Alex Usher, president of Toronto-based consulting firm Higher Education Strategy Associates, writes a blog dedicated to Canadian post-secondary education policy.

Usher argues that universities, because they are constrained in their ability to lay off academic staff and are often obligated to pay out three or four per cent salary increases due to collective bargaining, often attempt to make cuts in non-salary areas. However, the non-salary budget “never amounts to more than 25 per cent” of the total budget, according to Usher.

“If you build that four per cent a year in on the academic side, and the non-academics tend to get something similar, and you don’t get four per cent increases from tuition and government revenue, then all the adjustment happens on that 25 per cent,” Usher said, adding that cutting those areas is not sustainable.

According to Usher, faculty unions across Canada bargain as though they are in a public sector environment, where the government can raise taxes to cover salary increases. However, universities have limited control over their own revenues, meaning that students end up covering the cost of faculty raises, he said.

“The students pay for it one way or the other, either through higher tuition or through lower services.”

Faculty response
The University of Manitoba Faculty Association (UMFA) maintains that faculty salaries have been declining relative to the budgetary surpluses that the U of M consistently transfers to capital assets.

Janet Morrill, associate professor of accounting and finance at the U of M, has spent years crunching numbers, along with her husband Cameron, for UMFA.

Morrill said she was critical of how much money the university transferred from its operating budget to cover capital expenditures, arguing that the transfers, which amounted to $49.5 million last year, are the real source of the university’s budgetary woes.

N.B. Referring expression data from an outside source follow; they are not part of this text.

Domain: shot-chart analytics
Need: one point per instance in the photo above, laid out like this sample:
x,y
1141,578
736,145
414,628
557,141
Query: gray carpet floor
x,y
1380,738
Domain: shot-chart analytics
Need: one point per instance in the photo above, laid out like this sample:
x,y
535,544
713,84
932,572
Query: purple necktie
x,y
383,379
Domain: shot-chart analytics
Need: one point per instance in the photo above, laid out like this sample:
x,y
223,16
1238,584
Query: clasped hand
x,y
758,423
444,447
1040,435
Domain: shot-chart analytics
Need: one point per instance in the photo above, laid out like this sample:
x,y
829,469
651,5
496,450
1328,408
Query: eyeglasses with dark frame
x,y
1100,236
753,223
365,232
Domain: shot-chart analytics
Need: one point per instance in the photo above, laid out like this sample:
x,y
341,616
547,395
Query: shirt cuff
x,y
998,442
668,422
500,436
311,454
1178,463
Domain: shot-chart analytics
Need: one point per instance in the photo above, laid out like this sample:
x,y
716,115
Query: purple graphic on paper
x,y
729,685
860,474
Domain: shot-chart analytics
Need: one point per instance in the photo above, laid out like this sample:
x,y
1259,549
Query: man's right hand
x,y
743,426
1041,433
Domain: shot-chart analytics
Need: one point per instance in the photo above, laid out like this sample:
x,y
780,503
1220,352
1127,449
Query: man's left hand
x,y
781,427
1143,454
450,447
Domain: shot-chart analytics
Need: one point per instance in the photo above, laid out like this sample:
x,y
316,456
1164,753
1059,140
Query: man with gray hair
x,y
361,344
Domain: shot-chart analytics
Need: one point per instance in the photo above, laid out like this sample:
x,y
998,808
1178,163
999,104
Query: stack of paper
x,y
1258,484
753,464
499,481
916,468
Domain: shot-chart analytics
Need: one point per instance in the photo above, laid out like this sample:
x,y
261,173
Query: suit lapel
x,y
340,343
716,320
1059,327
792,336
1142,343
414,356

“Given that some of the capital expansion that we’re doing is coming at the expense of class sizes and class offerings, I would like to be sure that the choices that are being made are the choices that the students would make,” Morrill said.

While the faculty association cites several new capital projects as responsible for draining the university’s financial resources, including the over $4.7 million Welcome Centre and the over $45 million Active Living Centre, vice-president administration Paul Kochan told the Manitoban that the university faces over $300 million in deferred maintenance costs.

The Manitoban has published extensive coverage on the U of M budget cuts, including articles about the Stop the Cuts assembly in December, UMGA’S position, and UMSU’s report on the cuts.

1 Comment on "University of Manitoba budget challenges in line with national trends"

  1. puzzled faculty | January 29, 2015 at 9:14 pm |

    The numbers don’t seem to add up: Annual inflation rates in Canada for the past three years were below 2%. Current annual increases to faculty salaries are 2.3%, likely comparable to salary increases for other employee groups. On the other side of the ledger, current annual tuition increases are capped at inflation (which means that tuition increases cannot keep up with increase in salary costs), but annual operating budget increases from the province are 2.5%, i.e. above the level of salary increases. Assuming that 75% of operating budget goes into salaries, and 75% of operating budget comes from the province, there should not occur a budget problem, unless there is significant deferred spending from previous projects, or (as often seems to be the case in these situations) senior administration wants to set significant funding aside for new projects but does not dare to tell employees and students because it needs to be cut out from existing programs and services. In these cases manufactured financial crises are still often the method of choice, although this actually does not work: recall that you are dealing with 1000+ PhD holding faculty and 20,000+ bright young students. Only naïve administrators could believe that they could get away with deceit. On the other hand, if the crisis is real, my recommendation would be to open the books and explain in detail why (in spite of the above numbers) costs are increasing faster than revenue.